On Monday March 4th, US Register of Copyrights Maria Pallante delivered a speech at Columbia Law School entitled “The Next Great Copyright Act.” Her remarks drew immediate attention within the creative communities and beyond — after all, it’s not every day that the nation’s top official on copyright calls for Congress to overhaul existing law. (You can also check out Pallante’s keynote at our 2011 Summit.)
According to Pallante, a significant update to the Copyright Act is overdue. The last time Congress produced a top-to-bottom revsion was in 1976 (before that, 1909). There have been incremental adjustments since then, not the least of which was the Digital Millennium Copyright Act, a 1996 bill that covered then-new digital technologies like the internet.
Pallante must have gotten Congress’ attention, because she’ll appear before the House Judiciary Subcommittee on Courts, Intellectual Property and the Internet on Wednesday, March 20 at 3:30 PM EST. Her written testimony is already available online; check it out here.

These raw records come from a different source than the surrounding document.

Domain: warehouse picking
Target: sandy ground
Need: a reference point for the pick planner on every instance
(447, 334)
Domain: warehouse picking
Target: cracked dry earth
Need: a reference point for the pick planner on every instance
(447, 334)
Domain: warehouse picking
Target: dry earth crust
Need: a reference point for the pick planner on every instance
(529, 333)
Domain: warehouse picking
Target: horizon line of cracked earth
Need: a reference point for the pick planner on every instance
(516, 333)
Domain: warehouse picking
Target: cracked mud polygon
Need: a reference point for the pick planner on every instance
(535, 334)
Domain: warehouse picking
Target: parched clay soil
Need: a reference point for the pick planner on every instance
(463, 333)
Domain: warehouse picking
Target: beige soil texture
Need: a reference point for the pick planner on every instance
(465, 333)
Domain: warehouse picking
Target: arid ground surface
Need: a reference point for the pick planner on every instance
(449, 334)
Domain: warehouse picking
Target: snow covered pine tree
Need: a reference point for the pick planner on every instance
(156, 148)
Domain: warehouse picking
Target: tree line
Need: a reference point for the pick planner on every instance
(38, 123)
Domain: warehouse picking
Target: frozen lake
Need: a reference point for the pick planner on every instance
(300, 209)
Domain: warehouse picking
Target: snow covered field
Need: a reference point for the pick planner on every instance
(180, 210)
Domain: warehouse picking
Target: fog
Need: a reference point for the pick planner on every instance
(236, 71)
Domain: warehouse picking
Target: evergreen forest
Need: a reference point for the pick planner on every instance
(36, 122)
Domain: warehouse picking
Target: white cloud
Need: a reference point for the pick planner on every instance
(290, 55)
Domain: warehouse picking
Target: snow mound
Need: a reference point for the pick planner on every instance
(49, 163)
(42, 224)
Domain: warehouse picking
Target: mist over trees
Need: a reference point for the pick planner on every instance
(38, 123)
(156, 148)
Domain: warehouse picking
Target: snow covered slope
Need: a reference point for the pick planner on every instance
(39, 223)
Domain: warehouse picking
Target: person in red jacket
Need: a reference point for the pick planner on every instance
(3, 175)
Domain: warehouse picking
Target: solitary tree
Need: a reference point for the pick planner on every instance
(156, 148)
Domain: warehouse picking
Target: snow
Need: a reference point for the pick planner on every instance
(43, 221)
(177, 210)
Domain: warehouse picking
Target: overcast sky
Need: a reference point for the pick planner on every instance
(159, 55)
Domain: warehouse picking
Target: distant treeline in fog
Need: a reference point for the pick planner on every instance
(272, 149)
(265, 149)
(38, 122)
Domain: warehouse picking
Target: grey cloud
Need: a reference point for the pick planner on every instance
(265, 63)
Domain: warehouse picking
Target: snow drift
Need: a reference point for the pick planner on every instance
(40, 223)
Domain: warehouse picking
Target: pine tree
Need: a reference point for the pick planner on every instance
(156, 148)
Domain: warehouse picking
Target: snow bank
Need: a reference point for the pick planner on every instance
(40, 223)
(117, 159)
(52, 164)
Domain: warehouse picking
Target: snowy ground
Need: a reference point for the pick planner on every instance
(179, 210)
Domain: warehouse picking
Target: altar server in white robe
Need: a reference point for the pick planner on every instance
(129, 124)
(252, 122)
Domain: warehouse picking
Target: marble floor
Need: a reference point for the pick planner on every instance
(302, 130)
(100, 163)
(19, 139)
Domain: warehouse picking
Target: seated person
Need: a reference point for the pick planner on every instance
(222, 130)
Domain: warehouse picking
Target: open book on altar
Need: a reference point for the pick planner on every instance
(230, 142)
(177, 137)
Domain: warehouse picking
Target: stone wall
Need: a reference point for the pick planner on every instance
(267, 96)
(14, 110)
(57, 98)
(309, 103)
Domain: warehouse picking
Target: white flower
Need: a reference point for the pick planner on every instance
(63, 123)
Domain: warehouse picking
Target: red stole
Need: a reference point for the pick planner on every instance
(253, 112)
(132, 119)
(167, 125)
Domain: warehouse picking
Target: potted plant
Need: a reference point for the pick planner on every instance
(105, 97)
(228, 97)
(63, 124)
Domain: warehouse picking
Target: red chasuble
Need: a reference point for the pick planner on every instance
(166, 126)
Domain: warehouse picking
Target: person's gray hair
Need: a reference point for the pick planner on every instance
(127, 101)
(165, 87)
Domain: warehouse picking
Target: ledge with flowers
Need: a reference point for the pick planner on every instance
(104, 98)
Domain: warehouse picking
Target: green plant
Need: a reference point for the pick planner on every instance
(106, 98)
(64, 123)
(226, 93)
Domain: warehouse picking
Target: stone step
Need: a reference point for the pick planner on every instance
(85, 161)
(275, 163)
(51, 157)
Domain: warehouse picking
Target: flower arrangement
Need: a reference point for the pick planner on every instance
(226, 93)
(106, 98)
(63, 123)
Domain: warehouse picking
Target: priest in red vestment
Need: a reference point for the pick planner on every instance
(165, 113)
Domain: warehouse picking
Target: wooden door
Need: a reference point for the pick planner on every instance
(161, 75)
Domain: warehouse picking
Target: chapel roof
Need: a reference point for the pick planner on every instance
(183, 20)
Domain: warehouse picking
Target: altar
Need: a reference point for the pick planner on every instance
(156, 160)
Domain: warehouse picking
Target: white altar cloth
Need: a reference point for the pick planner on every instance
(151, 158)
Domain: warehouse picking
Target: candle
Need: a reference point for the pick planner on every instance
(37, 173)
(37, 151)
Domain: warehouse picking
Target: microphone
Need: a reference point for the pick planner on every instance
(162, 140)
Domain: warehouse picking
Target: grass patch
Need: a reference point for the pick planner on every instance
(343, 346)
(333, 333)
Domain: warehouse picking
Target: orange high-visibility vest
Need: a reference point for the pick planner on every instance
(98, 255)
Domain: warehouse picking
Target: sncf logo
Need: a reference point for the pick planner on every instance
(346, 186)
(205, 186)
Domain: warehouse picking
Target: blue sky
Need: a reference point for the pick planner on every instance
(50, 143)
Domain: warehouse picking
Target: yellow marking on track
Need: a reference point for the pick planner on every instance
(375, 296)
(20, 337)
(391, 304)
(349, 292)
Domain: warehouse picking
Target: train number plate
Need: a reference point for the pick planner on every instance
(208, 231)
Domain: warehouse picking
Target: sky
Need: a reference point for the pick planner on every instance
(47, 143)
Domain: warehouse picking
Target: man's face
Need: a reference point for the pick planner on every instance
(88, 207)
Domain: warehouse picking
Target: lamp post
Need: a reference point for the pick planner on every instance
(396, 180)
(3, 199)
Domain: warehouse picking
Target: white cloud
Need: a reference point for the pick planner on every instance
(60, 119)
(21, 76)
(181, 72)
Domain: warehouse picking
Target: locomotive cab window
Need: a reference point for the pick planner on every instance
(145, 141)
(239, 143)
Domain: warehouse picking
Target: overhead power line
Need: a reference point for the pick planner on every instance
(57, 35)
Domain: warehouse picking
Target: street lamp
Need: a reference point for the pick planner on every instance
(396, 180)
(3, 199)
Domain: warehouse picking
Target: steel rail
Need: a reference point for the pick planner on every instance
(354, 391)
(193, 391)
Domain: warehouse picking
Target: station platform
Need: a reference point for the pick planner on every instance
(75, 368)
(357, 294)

We expect subcommittee members to ask Pallante about a range of topics, many of which are certain to implicate digital music. Here’s an excerpt from her written testimony (emphasis added):
“…The list of issues is long: clarifying the scope of exclusive rights, revising exceptions and limitations for libraries and archives, addressing orphan works, accommodating persons who have print disabilities, providing guidance to educational institutions, exempting incidental copies in appropriate instances, updating enforcement provisions, providing guidance on statutory damages, reviewing the efficacy of the DMCA, assisting with small copyright claims, reforming the music marketplace, updating the framework for cable and satellite transmissions, encouraging new licensing regimes, and improving the systems of copyright registration and recordation.

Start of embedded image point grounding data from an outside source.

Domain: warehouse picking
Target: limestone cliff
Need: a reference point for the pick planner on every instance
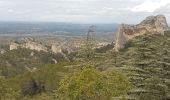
(152, 24)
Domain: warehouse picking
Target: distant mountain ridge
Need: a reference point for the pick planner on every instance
(53, 27)
(152, 24)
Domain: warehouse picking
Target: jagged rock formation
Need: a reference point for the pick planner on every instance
(29, 44)
(152, 24)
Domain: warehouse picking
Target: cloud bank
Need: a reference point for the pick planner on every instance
(82, 11)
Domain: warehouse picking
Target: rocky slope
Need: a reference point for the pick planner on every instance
(152, 24)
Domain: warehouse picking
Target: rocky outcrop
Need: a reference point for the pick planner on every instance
(29, 44)
(152, 24)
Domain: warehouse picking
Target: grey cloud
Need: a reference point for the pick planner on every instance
(108, 11)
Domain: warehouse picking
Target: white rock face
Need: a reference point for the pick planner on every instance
(152, 24)
(29, 44)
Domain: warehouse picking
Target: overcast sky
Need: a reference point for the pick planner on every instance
(83, 11)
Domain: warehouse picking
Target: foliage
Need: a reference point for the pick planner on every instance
(90, 84)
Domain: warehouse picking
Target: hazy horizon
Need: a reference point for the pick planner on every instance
(82, 11)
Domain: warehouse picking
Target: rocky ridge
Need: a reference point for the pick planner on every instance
(152, 24)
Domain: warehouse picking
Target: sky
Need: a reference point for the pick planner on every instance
(83, 11)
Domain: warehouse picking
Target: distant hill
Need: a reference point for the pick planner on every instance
(52, 27)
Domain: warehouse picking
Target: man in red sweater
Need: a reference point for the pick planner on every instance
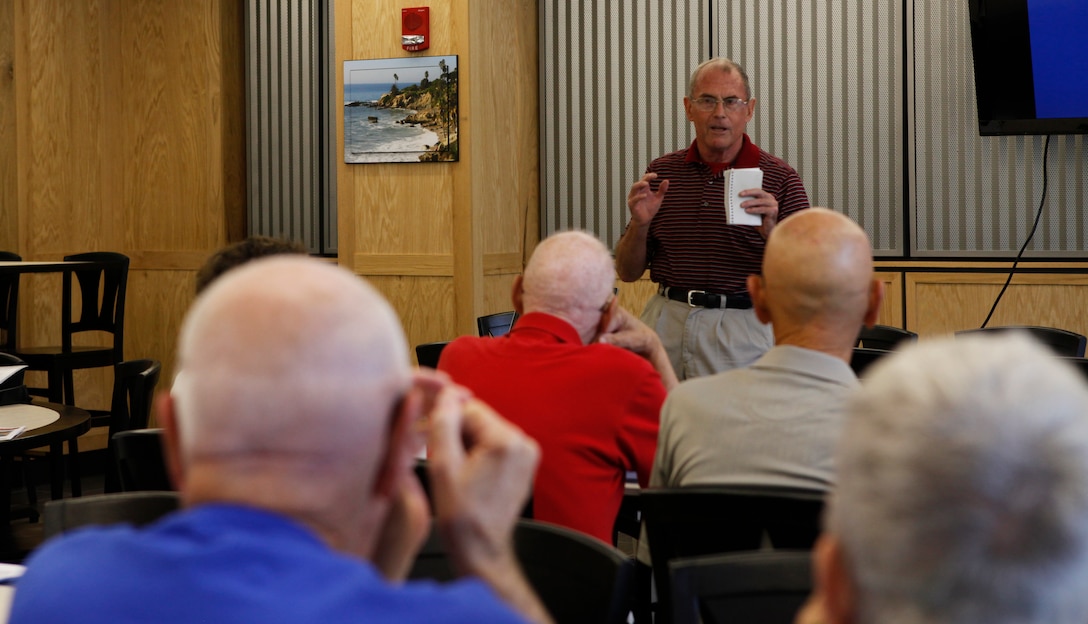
(559, 375)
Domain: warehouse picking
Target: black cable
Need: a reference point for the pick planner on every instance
(1038, 213)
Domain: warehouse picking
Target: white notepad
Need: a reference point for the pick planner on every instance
(741, 179)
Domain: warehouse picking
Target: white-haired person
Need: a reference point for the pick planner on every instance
(592, 408)
(291, 436)
(962, 491)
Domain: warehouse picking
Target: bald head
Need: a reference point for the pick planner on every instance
(817, 274)
(288, 357)
(570, 275)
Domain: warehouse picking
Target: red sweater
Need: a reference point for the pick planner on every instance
(592, 408)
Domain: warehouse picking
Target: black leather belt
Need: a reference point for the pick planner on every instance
(704, 299)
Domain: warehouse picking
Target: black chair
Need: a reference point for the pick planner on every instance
(9, 303)
(864, 358)
(695, 521)
(495, 325)
(136, 508)
(101, 309)
(134, 383)
(767, 586)
(579, 578)
(1063, 342)
(140, 460)
(428, 353)
(885, 337)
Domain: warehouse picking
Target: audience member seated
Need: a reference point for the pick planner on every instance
(962, 491)
(593, 408)
(293, 454)
(238, 253)
(776, 422)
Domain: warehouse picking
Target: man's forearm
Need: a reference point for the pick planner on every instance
(631, 252)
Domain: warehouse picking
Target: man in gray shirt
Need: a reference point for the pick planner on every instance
(777, 422)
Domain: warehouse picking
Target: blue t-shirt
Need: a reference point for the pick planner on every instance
(227, 564)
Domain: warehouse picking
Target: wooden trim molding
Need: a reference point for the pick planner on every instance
(415, 264)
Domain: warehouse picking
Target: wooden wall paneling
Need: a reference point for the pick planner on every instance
(128, 124)
(396, 221)
(496, 294)
(155, 317)
(467, 204)
(506, 92)
(424, 304)
(173, 130)
(9, 170)
(505, 178)
(891, 309)
(939, 303)
(65, 86)
(403, 208)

“That said, Congress does not need to start from scratch, as it has already laid the groundwork for many core issues. For example, Congress already has had more than a decade of debate on the public performance right for sound recordings, and has given serious consideration to improving the way in which musical works are licensed in the marketplace. These issues are ripe for resolution.”
In other words, specific attention is paid to issues that impact the music community:
1. notice and takedown requirements and “safe harbors” for online services
2. an examination of policies and marketplace practices that govern music
3. licensing reform for music (not entirely distinct from #2)
4. more functional and accessible databases and voluntary copyright registries
5. the obligation to compensate performers for broadcasts, whether digital or over-the-air
6. (see #2 and #3)
Also expected to come up are copyright terms, or how long a work is protected. Congress extended the length of copyright to the life of the author plus 70 years when it last updated the Act in 1976. Some argue that this is too long a period, but the Supeme Court upheld its constitutionality in a 2003 ruling. In her speech at Columbia, Pallante suggested a compromise of sorts: life of the author plus 50 years (with the option to renew the copyright for an additional 20).
When major updates to federal statute are proposed, some act like the sky is about to fall. We’d advise taking a deep breath — it’s not as if a bill is going to magically appear tomorrow that will address every issue involving copyright in the digital era. And even if one did, it would have a long road before becoming law.
We’ll report back on the hearing and keep you informed on developments.